# Temporary support for replacement of basement beam



## redline (Mar 5, 2006)

Mikedks said:


> First question is this, what is the safest way to temporarily support the joists when I remove the column and beam?, small hydraulic jacks w/4x4 supports?, not sure which way to go, mainly which is the safest.
> 
> Thanks in advance.


What is above this beam? Any heavy items? Any load bearing walls?
How thick is the basement floor?
How thick are the floor joists?
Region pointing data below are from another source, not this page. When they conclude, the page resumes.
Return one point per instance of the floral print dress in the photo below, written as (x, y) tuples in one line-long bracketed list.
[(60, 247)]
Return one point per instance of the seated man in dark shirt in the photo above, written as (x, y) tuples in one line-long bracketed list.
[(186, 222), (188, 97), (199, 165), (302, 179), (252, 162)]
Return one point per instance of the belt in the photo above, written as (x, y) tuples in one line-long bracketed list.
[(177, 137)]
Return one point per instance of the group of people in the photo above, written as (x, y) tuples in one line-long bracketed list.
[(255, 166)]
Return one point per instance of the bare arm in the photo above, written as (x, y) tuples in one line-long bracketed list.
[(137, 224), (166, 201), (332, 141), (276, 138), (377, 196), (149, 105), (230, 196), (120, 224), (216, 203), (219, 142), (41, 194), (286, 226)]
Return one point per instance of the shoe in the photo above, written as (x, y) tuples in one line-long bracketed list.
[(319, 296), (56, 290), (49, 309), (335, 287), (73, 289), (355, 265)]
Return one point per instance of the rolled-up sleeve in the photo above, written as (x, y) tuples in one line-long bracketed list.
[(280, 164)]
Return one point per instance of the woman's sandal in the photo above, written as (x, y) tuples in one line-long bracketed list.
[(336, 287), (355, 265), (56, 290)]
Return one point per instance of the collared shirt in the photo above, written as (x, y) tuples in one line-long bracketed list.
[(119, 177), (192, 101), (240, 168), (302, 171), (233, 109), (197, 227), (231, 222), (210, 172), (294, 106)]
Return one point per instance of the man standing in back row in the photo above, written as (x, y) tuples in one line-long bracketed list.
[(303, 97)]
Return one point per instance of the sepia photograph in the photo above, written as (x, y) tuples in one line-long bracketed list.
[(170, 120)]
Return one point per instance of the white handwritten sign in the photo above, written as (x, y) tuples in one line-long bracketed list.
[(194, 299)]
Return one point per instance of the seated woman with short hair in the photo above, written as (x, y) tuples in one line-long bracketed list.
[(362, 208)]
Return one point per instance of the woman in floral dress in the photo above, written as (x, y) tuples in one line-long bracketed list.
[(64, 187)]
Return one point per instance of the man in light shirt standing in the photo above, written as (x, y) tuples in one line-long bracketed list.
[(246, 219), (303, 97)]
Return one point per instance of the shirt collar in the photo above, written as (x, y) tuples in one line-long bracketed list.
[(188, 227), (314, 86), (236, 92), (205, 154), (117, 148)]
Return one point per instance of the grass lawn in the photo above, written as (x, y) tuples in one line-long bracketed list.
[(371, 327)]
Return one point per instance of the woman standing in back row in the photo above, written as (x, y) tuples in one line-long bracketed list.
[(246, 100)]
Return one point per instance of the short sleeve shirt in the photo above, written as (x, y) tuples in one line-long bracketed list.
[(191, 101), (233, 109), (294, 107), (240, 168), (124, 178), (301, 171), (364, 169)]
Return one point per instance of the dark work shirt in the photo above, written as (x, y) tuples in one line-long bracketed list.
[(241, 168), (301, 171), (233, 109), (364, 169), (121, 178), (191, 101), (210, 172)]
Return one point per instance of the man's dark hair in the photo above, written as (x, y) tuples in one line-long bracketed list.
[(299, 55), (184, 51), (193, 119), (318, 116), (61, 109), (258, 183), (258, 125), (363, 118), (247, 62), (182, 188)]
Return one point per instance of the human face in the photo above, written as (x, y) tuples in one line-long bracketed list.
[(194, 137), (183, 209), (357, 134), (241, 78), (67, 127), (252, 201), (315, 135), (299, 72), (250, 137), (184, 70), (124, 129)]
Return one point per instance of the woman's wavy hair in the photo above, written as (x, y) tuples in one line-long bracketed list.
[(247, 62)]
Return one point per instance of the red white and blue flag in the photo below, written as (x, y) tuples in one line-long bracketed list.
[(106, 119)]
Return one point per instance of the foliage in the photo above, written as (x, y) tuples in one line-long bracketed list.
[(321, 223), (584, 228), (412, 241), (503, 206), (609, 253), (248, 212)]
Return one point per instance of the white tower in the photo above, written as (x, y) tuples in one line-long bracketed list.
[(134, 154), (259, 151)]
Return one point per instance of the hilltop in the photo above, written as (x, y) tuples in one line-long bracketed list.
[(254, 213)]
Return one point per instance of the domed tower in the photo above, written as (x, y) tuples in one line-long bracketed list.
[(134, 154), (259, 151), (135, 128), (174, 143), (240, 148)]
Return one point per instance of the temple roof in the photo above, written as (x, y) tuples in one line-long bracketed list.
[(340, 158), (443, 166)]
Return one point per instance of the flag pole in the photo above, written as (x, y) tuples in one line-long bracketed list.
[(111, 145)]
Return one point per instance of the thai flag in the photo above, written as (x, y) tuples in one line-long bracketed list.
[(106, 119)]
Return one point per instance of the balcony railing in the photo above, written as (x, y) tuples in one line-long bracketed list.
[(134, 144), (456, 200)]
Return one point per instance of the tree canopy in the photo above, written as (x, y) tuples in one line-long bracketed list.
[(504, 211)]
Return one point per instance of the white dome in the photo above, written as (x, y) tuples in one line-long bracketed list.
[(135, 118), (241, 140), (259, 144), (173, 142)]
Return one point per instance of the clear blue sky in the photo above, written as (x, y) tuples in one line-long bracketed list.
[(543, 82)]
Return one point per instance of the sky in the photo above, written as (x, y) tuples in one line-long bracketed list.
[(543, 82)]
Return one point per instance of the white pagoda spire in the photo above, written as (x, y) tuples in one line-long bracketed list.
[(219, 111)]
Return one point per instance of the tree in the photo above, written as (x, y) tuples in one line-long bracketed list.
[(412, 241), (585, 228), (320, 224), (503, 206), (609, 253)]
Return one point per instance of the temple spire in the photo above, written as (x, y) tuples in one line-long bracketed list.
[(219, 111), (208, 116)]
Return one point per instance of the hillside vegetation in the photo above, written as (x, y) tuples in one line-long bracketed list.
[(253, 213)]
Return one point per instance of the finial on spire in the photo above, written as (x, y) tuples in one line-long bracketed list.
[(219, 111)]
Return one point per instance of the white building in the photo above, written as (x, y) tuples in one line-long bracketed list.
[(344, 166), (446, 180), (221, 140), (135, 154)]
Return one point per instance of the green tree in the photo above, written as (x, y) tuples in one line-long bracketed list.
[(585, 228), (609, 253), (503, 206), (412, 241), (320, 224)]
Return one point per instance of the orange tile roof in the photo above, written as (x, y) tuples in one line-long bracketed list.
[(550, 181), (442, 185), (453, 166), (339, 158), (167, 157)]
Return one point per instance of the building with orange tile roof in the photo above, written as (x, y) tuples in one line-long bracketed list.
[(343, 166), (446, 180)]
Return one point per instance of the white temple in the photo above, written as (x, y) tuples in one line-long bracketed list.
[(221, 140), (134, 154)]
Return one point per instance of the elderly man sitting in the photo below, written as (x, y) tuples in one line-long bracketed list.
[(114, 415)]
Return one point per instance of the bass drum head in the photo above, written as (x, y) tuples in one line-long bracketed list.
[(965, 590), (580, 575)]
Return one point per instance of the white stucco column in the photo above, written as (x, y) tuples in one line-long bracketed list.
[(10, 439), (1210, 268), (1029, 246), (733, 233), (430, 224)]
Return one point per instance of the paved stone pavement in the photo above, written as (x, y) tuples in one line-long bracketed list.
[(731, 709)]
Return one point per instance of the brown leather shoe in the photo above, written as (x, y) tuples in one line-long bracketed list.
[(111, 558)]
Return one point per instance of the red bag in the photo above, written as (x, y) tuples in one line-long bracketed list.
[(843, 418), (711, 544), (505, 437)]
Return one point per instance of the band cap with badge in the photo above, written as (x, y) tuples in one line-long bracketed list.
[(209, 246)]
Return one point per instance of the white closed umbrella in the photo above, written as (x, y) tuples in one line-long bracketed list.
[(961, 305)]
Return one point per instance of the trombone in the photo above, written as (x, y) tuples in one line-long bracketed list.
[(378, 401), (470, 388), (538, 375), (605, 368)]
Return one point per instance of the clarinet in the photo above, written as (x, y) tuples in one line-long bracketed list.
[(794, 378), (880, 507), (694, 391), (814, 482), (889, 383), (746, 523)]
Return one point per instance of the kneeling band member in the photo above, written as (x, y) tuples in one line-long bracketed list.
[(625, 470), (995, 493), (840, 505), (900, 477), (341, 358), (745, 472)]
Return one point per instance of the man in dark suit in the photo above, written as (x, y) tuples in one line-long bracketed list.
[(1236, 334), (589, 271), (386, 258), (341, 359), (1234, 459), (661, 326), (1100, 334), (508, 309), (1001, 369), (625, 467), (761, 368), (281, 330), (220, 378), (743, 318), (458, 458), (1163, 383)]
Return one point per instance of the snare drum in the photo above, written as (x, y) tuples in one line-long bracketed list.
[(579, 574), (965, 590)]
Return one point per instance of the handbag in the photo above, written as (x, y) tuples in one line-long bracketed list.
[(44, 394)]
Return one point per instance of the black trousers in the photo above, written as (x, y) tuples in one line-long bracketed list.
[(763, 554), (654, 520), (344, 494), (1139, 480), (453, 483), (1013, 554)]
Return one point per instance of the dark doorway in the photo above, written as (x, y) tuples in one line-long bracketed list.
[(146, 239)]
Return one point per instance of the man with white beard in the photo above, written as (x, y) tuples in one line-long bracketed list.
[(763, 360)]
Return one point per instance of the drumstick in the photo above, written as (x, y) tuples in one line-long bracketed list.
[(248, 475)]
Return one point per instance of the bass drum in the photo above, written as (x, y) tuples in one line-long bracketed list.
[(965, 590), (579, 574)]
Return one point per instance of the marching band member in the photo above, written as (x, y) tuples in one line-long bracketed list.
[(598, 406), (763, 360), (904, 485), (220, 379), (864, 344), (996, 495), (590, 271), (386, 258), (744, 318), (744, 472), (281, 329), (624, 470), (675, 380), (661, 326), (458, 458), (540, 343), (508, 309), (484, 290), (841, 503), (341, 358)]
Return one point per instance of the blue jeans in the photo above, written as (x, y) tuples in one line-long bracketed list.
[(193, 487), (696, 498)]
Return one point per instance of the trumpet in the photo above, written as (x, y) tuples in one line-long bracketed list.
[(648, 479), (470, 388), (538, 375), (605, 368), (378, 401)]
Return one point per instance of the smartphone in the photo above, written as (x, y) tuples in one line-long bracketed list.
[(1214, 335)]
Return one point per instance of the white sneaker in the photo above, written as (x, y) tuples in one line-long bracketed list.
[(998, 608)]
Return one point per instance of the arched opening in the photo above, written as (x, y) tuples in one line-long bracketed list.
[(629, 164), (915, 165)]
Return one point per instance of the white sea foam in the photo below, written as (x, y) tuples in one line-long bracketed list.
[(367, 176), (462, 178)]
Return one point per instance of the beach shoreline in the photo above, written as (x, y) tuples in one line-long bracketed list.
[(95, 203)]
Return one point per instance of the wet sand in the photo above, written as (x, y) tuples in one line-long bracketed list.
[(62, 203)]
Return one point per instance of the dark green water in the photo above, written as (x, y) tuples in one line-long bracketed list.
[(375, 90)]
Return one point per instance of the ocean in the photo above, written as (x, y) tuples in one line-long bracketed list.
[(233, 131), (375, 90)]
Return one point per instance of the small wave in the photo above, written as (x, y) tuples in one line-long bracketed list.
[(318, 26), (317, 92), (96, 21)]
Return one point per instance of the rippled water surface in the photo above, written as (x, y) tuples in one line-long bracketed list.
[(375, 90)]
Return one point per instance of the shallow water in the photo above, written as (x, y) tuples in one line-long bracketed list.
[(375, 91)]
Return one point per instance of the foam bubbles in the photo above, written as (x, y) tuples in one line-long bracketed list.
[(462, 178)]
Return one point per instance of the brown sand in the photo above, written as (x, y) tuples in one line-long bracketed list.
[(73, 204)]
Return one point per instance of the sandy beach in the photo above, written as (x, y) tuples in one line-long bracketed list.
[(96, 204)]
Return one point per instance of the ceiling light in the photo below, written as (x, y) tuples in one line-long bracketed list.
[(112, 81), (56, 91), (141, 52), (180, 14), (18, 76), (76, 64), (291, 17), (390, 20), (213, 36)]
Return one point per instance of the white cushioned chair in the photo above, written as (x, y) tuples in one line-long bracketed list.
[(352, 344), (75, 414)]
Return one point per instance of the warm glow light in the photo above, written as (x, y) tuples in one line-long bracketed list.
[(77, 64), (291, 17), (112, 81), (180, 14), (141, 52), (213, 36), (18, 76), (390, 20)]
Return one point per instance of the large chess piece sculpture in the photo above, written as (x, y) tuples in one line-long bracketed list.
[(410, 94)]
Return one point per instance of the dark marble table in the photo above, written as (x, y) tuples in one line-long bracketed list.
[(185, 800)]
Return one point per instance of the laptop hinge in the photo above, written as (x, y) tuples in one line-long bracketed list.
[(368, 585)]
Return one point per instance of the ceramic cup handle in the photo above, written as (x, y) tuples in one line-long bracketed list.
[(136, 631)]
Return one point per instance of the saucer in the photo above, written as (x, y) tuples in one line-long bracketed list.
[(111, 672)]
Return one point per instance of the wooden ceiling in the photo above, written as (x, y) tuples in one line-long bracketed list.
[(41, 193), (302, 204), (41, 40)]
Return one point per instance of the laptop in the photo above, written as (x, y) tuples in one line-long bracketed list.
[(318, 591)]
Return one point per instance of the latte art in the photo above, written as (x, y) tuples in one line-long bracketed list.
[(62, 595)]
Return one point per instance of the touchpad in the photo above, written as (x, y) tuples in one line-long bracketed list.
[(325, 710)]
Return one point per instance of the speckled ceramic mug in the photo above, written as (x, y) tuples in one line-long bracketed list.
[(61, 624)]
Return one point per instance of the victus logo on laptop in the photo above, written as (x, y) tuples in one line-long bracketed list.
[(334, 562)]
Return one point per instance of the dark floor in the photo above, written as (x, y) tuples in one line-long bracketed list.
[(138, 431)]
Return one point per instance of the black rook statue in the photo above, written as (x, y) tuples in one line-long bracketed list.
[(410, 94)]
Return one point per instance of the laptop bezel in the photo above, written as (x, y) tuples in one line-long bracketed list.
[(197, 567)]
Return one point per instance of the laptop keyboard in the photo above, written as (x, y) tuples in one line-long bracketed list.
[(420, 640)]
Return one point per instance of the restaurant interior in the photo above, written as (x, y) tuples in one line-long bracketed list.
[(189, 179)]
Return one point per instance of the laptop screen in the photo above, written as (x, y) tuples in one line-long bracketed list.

What is the center to center distance on the floor joists?


----------



## AtlanticWBConst. (May 12, 2006)

I would suggest that you use 6x6 posts for temp support.

Good Cinder block sealant: Try Drylock, get it in a 5 gallon container and save yourself some money.


----------



## Mikedks (Sep 13, 2006)

Floor joists are 2x8's, 16 on center.
No heavy loads above, two bedrooms, only one is occupied.
According to structural engineer, we have a truss roof and all
walls on first floor are essentially partitions, so no load bearing walls
above. The basement is actually a slab, about 40yrs old, in near perfect condition. We unfortunately do not know the thickness of the slab.


----------



## fhivinylwindows (Jun 11, 2006)

I use to replace sills that had ant damage. We would use 4x6 or 6x6 and use timber screws to attach them to the joist. Once these are in place we would have another set on the floor and then use the adjustable lally columns to raise the joist enough.
1. By screwing the beam to your joist you will reduce the columns slipping.

2. By placing beams on the floor you will spread the load on the concrete. I have never cracked a floor yet.

3. The adjustable columns are around $20 each at HD


I use to use UGL for basement paint, make sure you ventilate the area, it will make you sick and very dizzy.


----------



## Mikedks (Sep 13, 2006)

Ok, so I should probably be using 6x6's, but how many supports would I need for a 15 foot beam?. I was thinking four seperate supports, 2 on each side.


----------



## Mikedks (Sep 13, 2006)

check out the photo's of the basement. 

This is the 6 foot center section with cut-out for old ductwork, Nice!


----------



## AtlanticWBConst. (May 12, 2006)

OMG!!!

Did termites do that?


----------



## Mikedks (Sep 13, 2006)

HVAC morons!, you should have seen the stuff the inspector missed on this house!. Gonna fix that one this weekend.


----------